An outstanding amount of pure code can fit on a CD. It is things like audio and video that take up space. I was reminded of this recently when I bought a database book and it contained the full versions of Oracle, SQL Server, IBM’s DB2, and a couple of other databases for teaching purposes all on one CD. This is all software that is at the at the heart of major corporations and they spend millions on it. There it was, just a plain CD for all of them.

In general, executables, dlls, and other pieces generated from source code will compress to about 50%. Windows XP vanilla is right around 1 GB, so compressed it should fit on a CD.

Of course, it’s a bit more complicated than that because multimedia content is already heavily compressed, but this is a back of the envelope calculation.

The standard industry metric is about 10 - 20 lines of code per 8 hour day. Assuming 1 line of code is 50 charecters, that means each programmer can produce 1000 bytes of data per day. A CD is 650MB, which is 650,000,000 man days of code or approximately 1.7 million man years. In short, if the windows CD was comprised completely of source code, we would be nowhere near close to filling it up.

Heck, it wasn’t all that long ago that an entire operating system could fit on a single floppy disk!

I can boot my current computer from a 540 MB Type III PC Card, which has MacOS 8.6 and a couple of disk utilities such as Norton Utilities and Disk First Aid.

You can actually put enough of MacOS 8 on a hi-density floppy to boot from it into a full GUI (not, admittedly, the entire full-fledged OS, it was a very stripped-down version with zero bells and whistles).

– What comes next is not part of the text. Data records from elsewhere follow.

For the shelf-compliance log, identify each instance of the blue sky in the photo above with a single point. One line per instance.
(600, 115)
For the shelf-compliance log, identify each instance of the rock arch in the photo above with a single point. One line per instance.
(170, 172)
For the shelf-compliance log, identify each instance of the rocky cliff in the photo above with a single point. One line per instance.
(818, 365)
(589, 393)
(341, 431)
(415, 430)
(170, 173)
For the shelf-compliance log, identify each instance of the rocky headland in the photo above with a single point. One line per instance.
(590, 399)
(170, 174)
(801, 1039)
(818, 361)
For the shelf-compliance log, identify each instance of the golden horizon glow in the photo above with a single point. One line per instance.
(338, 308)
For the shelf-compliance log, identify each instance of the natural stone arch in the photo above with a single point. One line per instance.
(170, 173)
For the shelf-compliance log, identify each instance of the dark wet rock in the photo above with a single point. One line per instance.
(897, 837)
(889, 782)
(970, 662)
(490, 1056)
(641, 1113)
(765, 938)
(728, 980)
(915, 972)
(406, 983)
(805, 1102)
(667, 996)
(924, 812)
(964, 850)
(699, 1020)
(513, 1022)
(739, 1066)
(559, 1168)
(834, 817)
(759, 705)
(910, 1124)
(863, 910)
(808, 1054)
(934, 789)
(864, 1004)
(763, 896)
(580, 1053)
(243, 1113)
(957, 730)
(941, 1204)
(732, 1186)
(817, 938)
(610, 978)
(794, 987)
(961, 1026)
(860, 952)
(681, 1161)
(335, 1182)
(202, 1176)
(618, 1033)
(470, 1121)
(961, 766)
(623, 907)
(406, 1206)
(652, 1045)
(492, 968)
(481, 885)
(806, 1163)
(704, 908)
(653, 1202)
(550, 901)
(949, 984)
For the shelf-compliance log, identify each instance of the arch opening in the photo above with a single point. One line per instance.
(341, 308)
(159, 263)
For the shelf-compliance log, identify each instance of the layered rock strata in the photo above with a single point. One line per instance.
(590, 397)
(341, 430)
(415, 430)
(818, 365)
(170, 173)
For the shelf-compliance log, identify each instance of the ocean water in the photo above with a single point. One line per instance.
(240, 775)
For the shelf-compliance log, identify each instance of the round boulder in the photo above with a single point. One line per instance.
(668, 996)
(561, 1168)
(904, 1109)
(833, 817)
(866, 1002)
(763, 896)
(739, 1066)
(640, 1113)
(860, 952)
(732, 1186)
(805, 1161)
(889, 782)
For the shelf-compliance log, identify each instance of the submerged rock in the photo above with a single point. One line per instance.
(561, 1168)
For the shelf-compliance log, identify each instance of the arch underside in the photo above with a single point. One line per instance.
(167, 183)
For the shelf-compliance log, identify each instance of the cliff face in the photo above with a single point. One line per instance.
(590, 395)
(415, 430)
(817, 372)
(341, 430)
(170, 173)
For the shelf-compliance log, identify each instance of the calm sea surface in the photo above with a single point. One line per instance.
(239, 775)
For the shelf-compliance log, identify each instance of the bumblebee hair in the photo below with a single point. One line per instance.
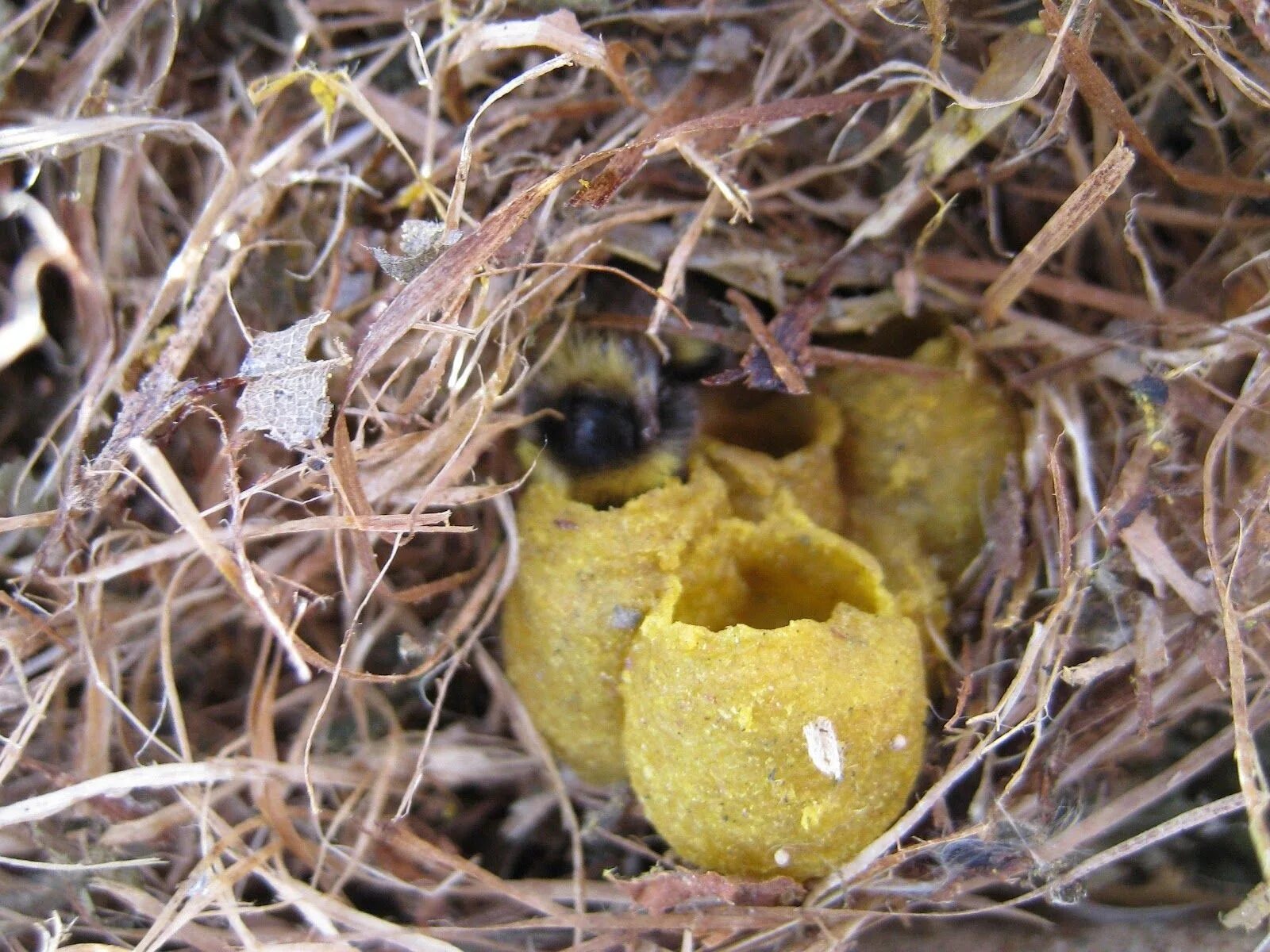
(613, 420)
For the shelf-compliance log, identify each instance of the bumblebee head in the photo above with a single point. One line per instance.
(594, 431)
(614, 422)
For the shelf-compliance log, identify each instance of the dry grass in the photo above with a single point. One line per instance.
(248, 695)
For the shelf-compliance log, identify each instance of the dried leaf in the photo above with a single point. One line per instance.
(286, 393)
(421, 243)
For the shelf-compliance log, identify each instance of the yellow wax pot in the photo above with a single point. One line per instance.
(804, 463)
(757, 467)
(927, 452)
(586, 581)
(774, 701)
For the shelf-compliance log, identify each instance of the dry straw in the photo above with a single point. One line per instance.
(248, 696)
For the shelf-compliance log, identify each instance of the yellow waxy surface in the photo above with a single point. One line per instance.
(810, 471)
(927, 452)
(586, 581)
(781, 749)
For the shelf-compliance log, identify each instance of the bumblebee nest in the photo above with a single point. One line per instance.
(249, 693)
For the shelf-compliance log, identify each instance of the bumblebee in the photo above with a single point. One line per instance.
(614, 419)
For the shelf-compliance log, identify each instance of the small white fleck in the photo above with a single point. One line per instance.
(822, 747)
(625, 619)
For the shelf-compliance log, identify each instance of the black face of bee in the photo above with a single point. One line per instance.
(594, 432)
(610, 416)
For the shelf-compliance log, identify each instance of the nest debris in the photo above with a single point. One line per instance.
(245, 693)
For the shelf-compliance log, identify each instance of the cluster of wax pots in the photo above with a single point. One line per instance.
(746, 647)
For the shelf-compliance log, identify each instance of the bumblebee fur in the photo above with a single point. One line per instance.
(613, 419)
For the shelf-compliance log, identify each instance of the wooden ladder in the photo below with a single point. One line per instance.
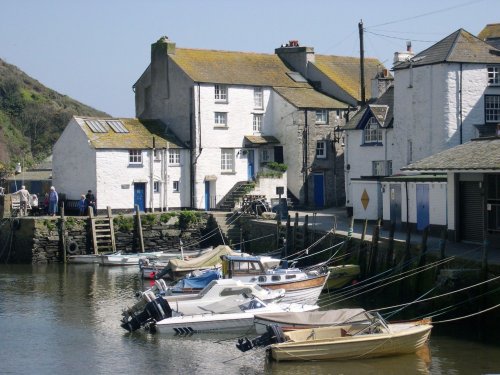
(103, 234)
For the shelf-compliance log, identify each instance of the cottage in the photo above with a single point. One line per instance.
(125, 162)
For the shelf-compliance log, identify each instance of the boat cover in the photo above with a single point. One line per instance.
(206, 260)
(198, 282)
(316, 317)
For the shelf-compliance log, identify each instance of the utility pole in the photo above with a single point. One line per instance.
(361, 62)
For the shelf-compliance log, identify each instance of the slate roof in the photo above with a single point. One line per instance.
(139, 136)
(308, 98)
(478, 154)
(382, 109)
(344, 71)
(458, 47)
(234, 68)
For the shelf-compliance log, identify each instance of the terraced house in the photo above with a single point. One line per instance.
(238, 112)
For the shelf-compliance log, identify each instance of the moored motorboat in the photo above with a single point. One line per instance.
(343, 342)
(290, 320)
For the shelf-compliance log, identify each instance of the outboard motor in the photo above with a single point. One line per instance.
(155, 310)
(274, 335)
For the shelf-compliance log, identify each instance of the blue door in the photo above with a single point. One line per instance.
(319, 190)
(251, 163)
(140, 195)
(422, 206)
(207, 195)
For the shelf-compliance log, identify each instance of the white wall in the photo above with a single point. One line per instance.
(73, 162)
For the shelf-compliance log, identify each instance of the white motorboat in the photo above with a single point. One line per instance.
(343, 342)
(237, 321)
(222, 296)
(300, 286)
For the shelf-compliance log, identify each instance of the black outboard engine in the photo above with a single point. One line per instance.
(155, 310)
(274, 335)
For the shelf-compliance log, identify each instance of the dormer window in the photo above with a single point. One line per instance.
(321, 117)
(494, 75)
(373, 132)
(221, 93)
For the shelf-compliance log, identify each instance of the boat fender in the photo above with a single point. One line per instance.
(72, 248)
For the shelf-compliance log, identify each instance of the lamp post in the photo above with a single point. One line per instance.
(337, 137)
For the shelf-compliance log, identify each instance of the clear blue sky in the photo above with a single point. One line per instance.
(94, 50)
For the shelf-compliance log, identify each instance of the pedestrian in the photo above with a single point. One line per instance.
(53, 200)
(24, 197)
(91, 201)
(82, 205)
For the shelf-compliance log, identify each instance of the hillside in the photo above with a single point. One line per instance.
(32, 116)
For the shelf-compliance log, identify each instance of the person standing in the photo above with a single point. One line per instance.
(24, 197)
(53, 200)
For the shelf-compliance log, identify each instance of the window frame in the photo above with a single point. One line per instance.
(258, 97)
(174, 156)
(257, 125)
(322, 116)
(218, 116)
(493, 75)
(492, 115)
(135, 157)
(227, 160)
(220, 93)
(372, 133)
(321, 151)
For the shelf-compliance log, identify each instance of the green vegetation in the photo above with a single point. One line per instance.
(32, 117)
(123, 224)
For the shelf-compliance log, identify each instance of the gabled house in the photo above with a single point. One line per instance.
(237, 112)
(444, 96)
(368, 139)
(472, 196)
(125, 162)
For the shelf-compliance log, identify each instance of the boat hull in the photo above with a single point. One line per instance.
(404, 341)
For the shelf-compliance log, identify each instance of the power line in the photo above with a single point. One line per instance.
(428, 13)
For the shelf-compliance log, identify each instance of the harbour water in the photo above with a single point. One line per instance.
(63, 319)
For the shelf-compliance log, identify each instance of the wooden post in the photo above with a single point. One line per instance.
(63, 232)
(389, 260)
(111, 229)
(139, 228)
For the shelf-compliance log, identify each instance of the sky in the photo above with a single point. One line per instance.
(95, 50)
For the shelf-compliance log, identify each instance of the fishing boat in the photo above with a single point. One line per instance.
(341, 276)
(242, 320)
(291, 320)
(300, 286)
(218, 297)
(343, 342)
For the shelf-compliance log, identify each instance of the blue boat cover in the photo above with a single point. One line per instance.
(198, 282)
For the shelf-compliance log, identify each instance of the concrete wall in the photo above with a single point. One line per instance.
(73, 162)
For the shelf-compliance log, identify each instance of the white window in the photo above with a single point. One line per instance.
(373, 132)
(135, 156)
(258, 98)
(321, 149)
(265, 155)
(322, 117)
(220, 93)
(492, 108)
(220, 119)
(227, 160)
(174, 156)
(257, 123)
(494, 75)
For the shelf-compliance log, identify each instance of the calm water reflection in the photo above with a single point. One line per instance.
(60, 319)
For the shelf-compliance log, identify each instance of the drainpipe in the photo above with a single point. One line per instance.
(460, 94)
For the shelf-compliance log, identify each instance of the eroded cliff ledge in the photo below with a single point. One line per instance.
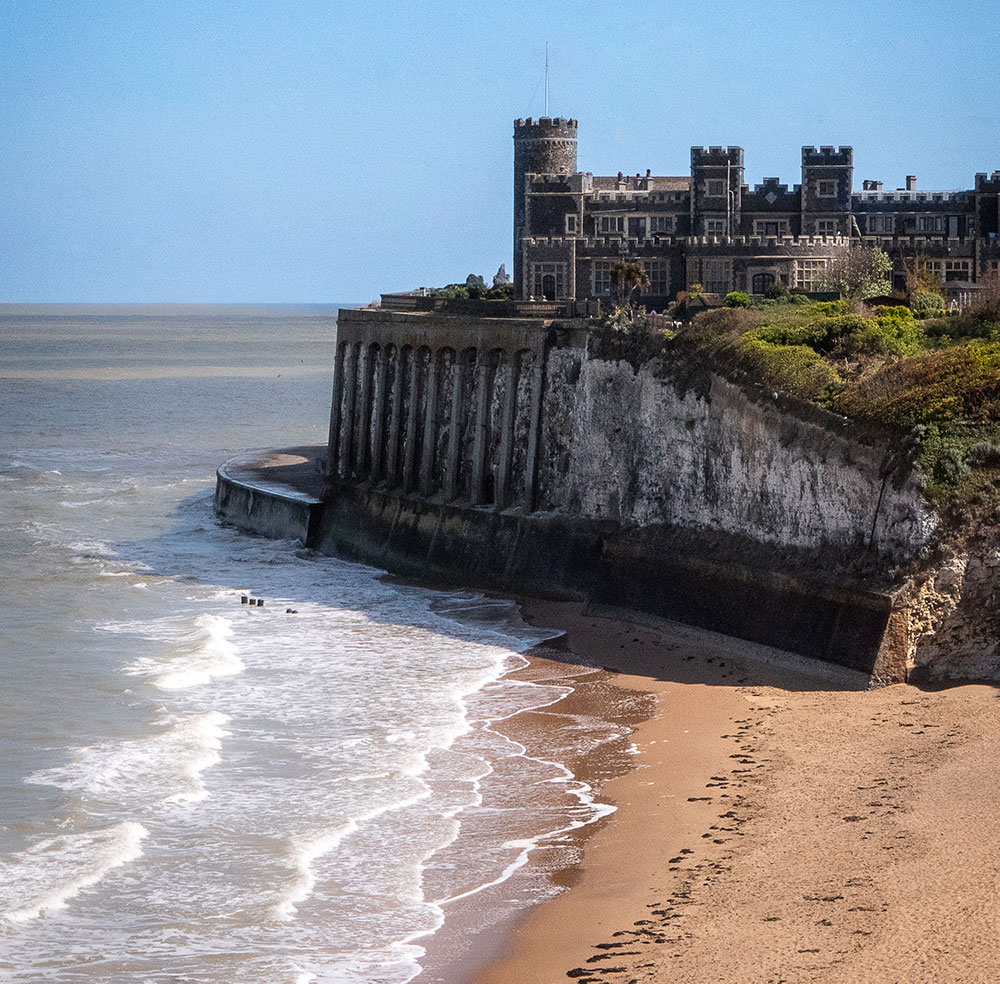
(512, 454)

As for Windows on a CD, correct me if I’m wrong, but I think the installation CDs have not only Windows for i386 (Intel standard family architecture computers) but also Windows for Alpha RISC processors and so forth – ??

Microsoft dropped support for the Alpha chip several years ago. A lot of folks at the time saw it as the final nail in the coffin for the Alpha architecture. Windows only runs on i386 processors and has only run on them for quite some time. NT 4.0 was the last version of windows to support other processors (Alpha, MIPS, Power PC). I think there were beta versions of windows 2000 that made it out to developers for the Alpha chip, but I don’t think a public version was ever released.

Heh, reminds me of the Windows 95 installation CD with the Weezer video and trailer for Rob Roy :stuck_out_tongue:

My old computer that I replaced last December came with two discs for reinstall and could do it with one for a less complete reinstall. My current unit didn’t come with discs but encouraged me to make a set. I had a couple new CD-Rs laying around so decided to create recovery discs one day. After I started the utility it said I needed six CDs to make the set, plus another to make a tools CD.
How in the world can it take six CDs if the OS can easily fit onto one? Do the various apps that come on most computers take up that much room?

Wouldn’t the real question be: Why does the Windows OS require an entire CD? :slight_smile:

      • It’s because the image you tried to copy was the runtime image–not an installation CD, the files you were attempting to copy off were not at all compressed, and the factory install “disk” that the techs use was probably a dual-layer DVD, not a CD. That way, at the factory they can “reinstall everything” just by sticking in one DVD and rebooting and hitting a couple buttons, instead of having to insert six CD’s one-after-the-other.
        ~

Because it’s really hard to get half a cd to balance right in the drive?